12 avril 2018

Le Cinéma de Roberto Rossellini IV. 1960-1971

Era notte a Roma (Les Évadés de la nuit), 1960
Le film peut sans problème occuper sa digne place dans le sillon pourtant déjà bien creusé par Rossellini avec ses premiers films néoréalistes tournés au cœur du drame de la Seconde guerre mondiale (Paisà, Rome ville ouverte, Allemagne année zéro). Même esthétiquement, c'est du même tonneau. À vrai dire, j'ai été surpris de découvrir après coup qu'il datait de 1960, tant on a vraiment l'impression de vivre une actualité encore brûlante pour l'Italie, y compris dans l'aspect technique du film.

Le cinéaste fait un nouveau portrait absolument sublime de femme forte (magnifique Giovanna Ralli), sans aucun angélisme. Ce n'est évidemment pas innocent s'il nous la fait d'abord apparaître sous les traits d'une nonne avant de révéler qu'il s'agit d'un jeu de dupe et qu'à ce stade pour elle, face aux nécessités cruelles de la guerre et de ses privations, la fin justifie les moyens. Car même si la victoire des Alliés est imminente, l'avenir reste incertain et la botte fasciste n'a pas l'intention de se retirer. Les personnages vont véritablement être acculés, sommés de choisir puis d'assumer ces choix, au prix de tragiques sacrifices.

J'ai été un peu gêné au début par les interprétations plutôt mollassonnes des trois officiers étrangers en cavale, qui de façon improbable conservent leurs tenues militaires alors qu'ils devraient rester discret. Mais en travaillant une nouvelle fois sur la durée — le film fait plus de 2h — Rossellini réussit à nous faire partager les existences de cette petit communauté, dont les relations vont évoluer au fil des mois, où la vie reprendra même parfois ses droits, petite lueur de joie au sein d'une sombre époque (très belle soirée de Noël). Un peu à l'image du personnage de Renato Salvatori, irrésistible et drôle, et comme échappé d'une comédie italienne, mais pas ridicule pour autant. Le film prend ainsi les proportions d'un vaste tableau, touchant d'humanité. L'amitié entre les trois soldats, américain, anglais et soviétique, est en soi une ode courageuse à la fraternité et à la paix, surtout pour le public de 1960.

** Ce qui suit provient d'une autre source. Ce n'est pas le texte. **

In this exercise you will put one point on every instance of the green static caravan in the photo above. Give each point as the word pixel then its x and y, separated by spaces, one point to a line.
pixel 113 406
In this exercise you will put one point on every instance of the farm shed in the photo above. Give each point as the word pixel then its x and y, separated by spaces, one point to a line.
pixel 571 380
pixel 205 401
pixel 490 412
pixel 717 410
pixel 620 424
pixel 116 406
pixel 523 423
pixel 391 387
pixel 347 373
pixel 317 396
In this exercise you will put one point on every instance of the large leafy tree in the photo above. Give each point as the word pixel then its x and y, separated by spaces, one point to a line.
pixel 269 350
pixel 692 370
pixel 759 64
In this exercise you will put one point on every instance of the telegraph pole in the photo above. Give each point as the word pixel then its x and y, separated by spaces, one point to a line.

La Prise de pouvoir par Louis XIV, 1966
La chronique de ce téléfilm tourné par Rossellini pour l'ORTF, mais distribué en salle en France, a été précédemment publiée sur DVDClassik...
















Socrate, 1971 
Produit par la RAI dans la continuité des productions télévisées pédagogiques de Rossellini, et précédant ses Pascal et Descartes, ce téléfilm pêche un peu par son manque de moyens. Pour figurer l'antique Athènes, le réalisateur est contraint d'utiliser un pauvre village espagnol aux maisons de pierres bien anachroniques. Il y a bien une esplanade avec des temples à colonnes et une maquette du Parthénon, mais dès que les personnages s'éloignent un peu, le paysage ne dupe personne. Détail amusant, certaines maisons ont été repeintes entre deux scènes pour donner l'illusion d'un autre lieu. Les quelques plans de foules sont eux aussi bien rigolos quand on s'attarde sur le manque de conviction des figurants aux arrières-plans (si on est un spectateur un peu pervers). 

Évidemment, pour Rossellini comme pour Pasolini approchant le monde antique, le faste de la reconstitution n'est pas la préoccupation première. L'essentiel est bien dans le texte et les dialogues, dans la transmission des idées, d'une voix. Aidé de son fidèle historien Jean-Dominique de La Rochefoucauld, Rossellini choisit de raconter les derniers jours du philosophe grec, faisant ainsi le point sur son enseignement, et reconstituant scrupuleusement son procès et sa mort, entouré de ses disciples aimants. J'ai bien aimé la caractérisation du protagoniste, qui correspond bien à l'idée que je m'en fais : un type qui finit toujours par confronter ses interlocuteurs à leurs contradictions, aux paradoxes de leur pensées, et les voyant quitter ces conversations bien agacés. La situation politique de l'époque — le "siècle de Périclès" — est abordée mais ça reste assez complexe et il faut rester bien concentré pour espérer tout suivre. Il s'agit néanmoins d'une œuvre rare et au final tout à fait convaincante, d'autant plus qu'il n'existe à ma connaissance aucune fiction spécifiquement consacrée au vénérable philosophe.